Once configured and the agent restarted, logs from /var/log/mysql_replication_check.log will be sent to Cloud Logging. If you configure processors, you can extract specific fields (like `lag_seconds`) and create custom metrics in Cloud Monitoring.

Setting up Cloud Monitoring Alerts

Navigate to the Google Cloud Console -> Monitoring -> Alerting.

Create Alerting Policies:

For MySQL Replication Lag:
- Select “Logs-based Metrics”.
- Create a new metric.
- Use the log filter to match your replication check logs (e.g., resource.type="gce_instance" AND logName="projects/YOUR_PROJECT_ID/logs/mysql_replication_check.log" AND textPayload=~"ALERT: Replication lag"*).
- Define the metric aggregation (e.g., count of log entries matching the alert).
- Create an alerting policy based on this new metric (e.g., trigger if count > 0 in 5 minutes).
For PHP-FPM Status:
- If you’ve configured Ops Agent to collect metrics from PHP-FPM’s status page (e.g., using the Prometheus receiver), create an alert based on metrics like php_fpm_process_manager_active_processes or custom metrics derived from the status page.
- Alternatively, use a log-based metric if your web server logs errors related to PHP-FPM.
For Magento Application Health:
- If using the custom health check endpoint and Ops Agent’s exec plugin or log parsing, create a log-based or metric-based alert.
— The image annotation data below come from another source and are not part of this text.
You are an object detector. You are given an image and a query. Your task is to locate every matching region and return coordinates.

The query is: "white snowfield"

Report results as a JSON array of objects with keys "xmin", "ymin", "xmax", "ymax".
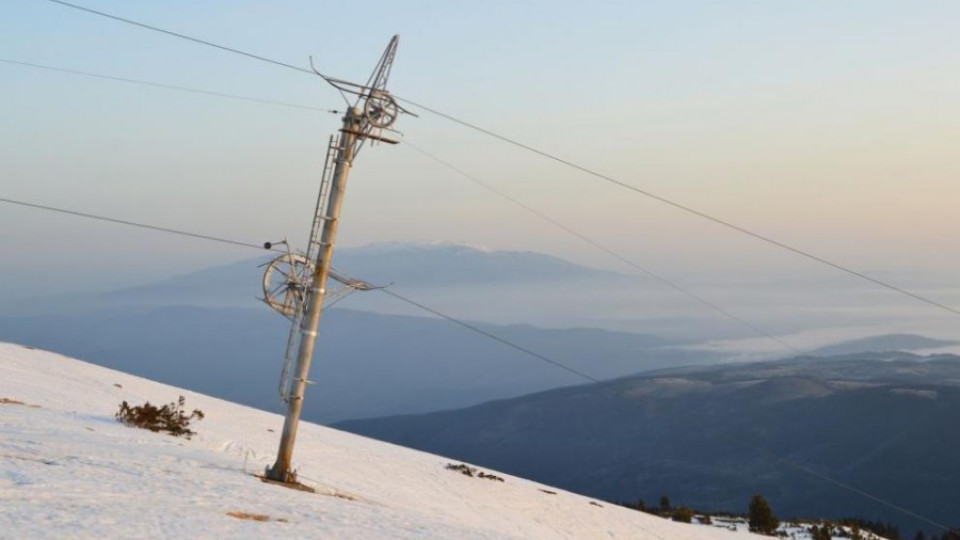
[{"xmin": 0, "ymin": 343, "xmax": 764, "ymax": 540}]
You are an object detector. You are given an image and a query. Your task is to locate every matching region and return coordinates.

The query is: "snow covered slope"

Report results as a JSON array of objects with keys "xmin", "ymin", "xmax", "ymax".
[{"xmin": 0, "ymin": 343, "xmax": 760, "ymax": 540}]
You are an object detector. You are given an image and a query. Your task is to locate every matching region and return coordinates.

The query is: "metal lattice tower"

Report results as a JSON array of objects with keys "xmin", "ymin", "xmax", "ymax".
[{"xmin": 263, "ymin": 36, "xmax": 411, "ymax": 484}]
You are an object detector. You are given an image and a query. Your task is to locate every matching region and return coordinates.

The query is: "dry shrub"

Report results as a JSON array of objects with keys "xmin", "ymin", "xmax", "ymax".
[{"xmin": 114, "ymin": 396, "xmax": 203, "ymax": 439}]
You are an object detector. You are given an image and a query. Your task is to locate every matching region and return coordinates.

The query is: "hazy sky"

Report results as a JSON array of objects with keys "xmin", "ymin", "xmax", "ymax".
[{"xmin": 0, "ymin": 0, "xmax": 960, "ymax": 304}]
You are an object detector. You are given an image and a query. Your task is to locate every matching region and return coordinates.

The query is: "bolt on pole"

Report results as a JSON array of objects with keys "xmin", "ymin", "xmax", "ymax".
[{"xmin": 266, "ymin": 107, "xmax": 364, "ymax": 483}]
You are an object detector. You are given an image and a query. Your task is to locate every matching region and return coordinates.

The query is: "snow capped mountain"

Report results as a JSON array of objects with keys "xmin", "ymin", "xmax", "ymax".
[{"xmin": 0, "ymin": 343, "xmax": 760, "ymax": 540}]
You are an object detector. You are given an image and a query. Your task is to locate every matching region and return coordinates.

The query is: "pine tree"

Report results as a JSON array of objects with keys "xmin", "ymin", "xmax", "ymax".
[{"xmin": 749, "ymin": 495, "xmax": 780, "ymax": 536}]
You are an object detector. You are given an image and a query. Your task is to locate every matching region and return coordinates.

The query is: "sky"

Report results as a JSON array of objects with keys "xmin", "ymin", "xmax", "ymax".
[{"xmin": 0, "ymin": 0, "xmax": 960, "ymax": 322}]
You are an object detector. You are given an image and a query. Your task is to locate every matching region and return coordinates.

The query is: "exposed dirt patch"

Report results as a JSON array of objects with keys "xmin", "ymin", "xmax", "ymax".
[
  {"xmin": 0, "ymin": 398, "xmax": 40, "ymax": 409},
  {"xmin": 227, "ymin": 510, "xmax": 287, "ymax": 523},
  {"xmin": 446, "ymin": 463, "xmax": 503, "ymax": 482}
]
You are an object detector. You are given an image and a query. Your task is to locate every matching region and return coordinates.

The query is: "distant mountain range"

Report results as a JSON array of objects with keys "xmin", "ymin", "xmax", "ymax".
[
  {"xmin": 105, "ymin": 243, "xmax": 633, "ymax": 305},
  {"xmin": 337, "ymin": 352, "xmax": 960, "ymax": 530},
  {"xmin": 0, "ymin": 306, "xmax": 696, "ymax": 422}
]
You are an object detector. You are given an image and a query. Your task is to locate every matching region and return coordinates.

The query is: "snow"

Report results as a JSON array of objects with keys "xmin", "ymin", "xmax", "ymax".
[{"xmin": 0, "ymin": 343, "xmax": 763, "ymax": 540}]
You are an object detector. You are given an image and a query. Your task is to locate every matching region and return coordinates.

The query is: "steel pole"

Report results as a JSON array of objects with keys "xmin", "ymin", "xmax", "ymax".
[{"xmin": 266, "ymin": 107, "xmax": 363, "ymax": 483}]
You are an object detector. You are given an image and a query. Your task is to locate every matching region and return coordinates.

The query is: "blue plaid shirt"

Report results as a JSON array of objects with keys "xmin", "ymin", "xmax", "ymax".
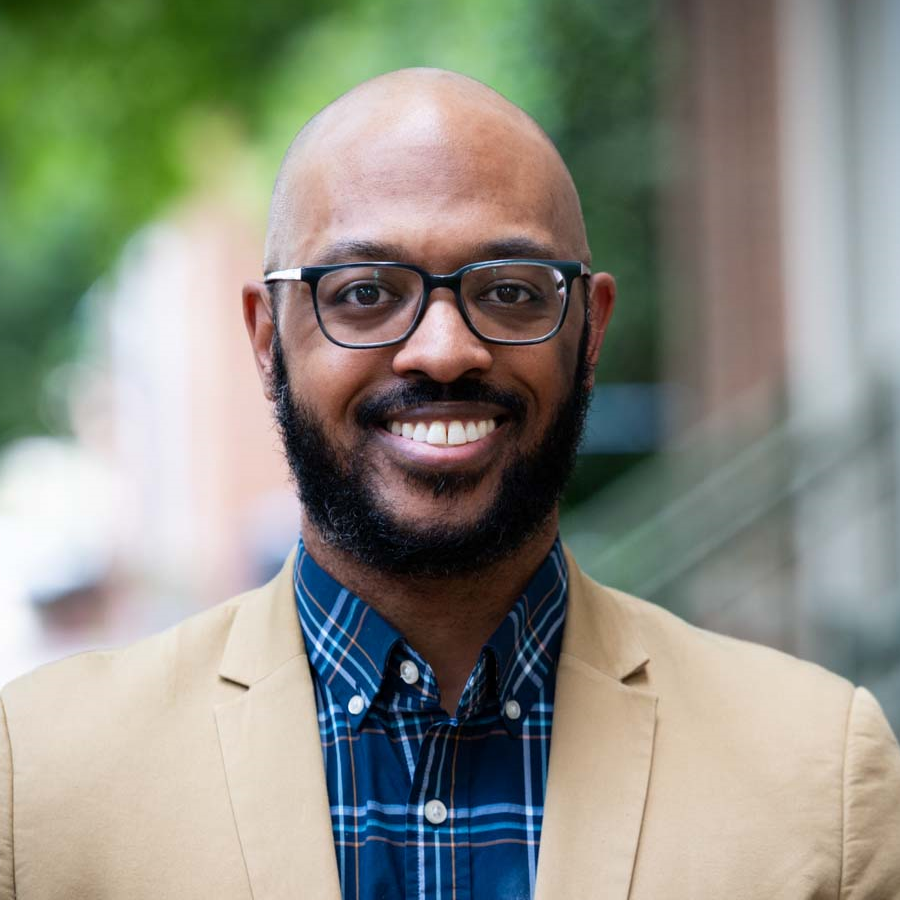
[{"xmin": 294, "ymin": 540, "xmax": 568, "ymax": 900}]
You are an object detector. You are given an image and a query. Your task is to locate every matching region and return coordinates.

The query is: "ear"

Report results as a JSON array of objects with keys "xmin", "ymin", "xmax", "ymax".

For example, alert if the magento/healthcheck/status metric drops to 0.

Configure notification channels (Email, PagerDuty, Slack) for these alerting policies.

Conclusion

A comprehensive monitoring strategy for Magento 2 on Google Cloud involves a multi-layered approach. Proactive detection of MySQL replication lag, continuous health checks of the web server and PHP-FPM, and application-level validation through custom endpoints are crucial. Integrating these checks with Google Cloud’s Ops Agent and Monitoring allows for centralized visibility and automated alerting, ensuring the stability and reliability of your e-commerce platform.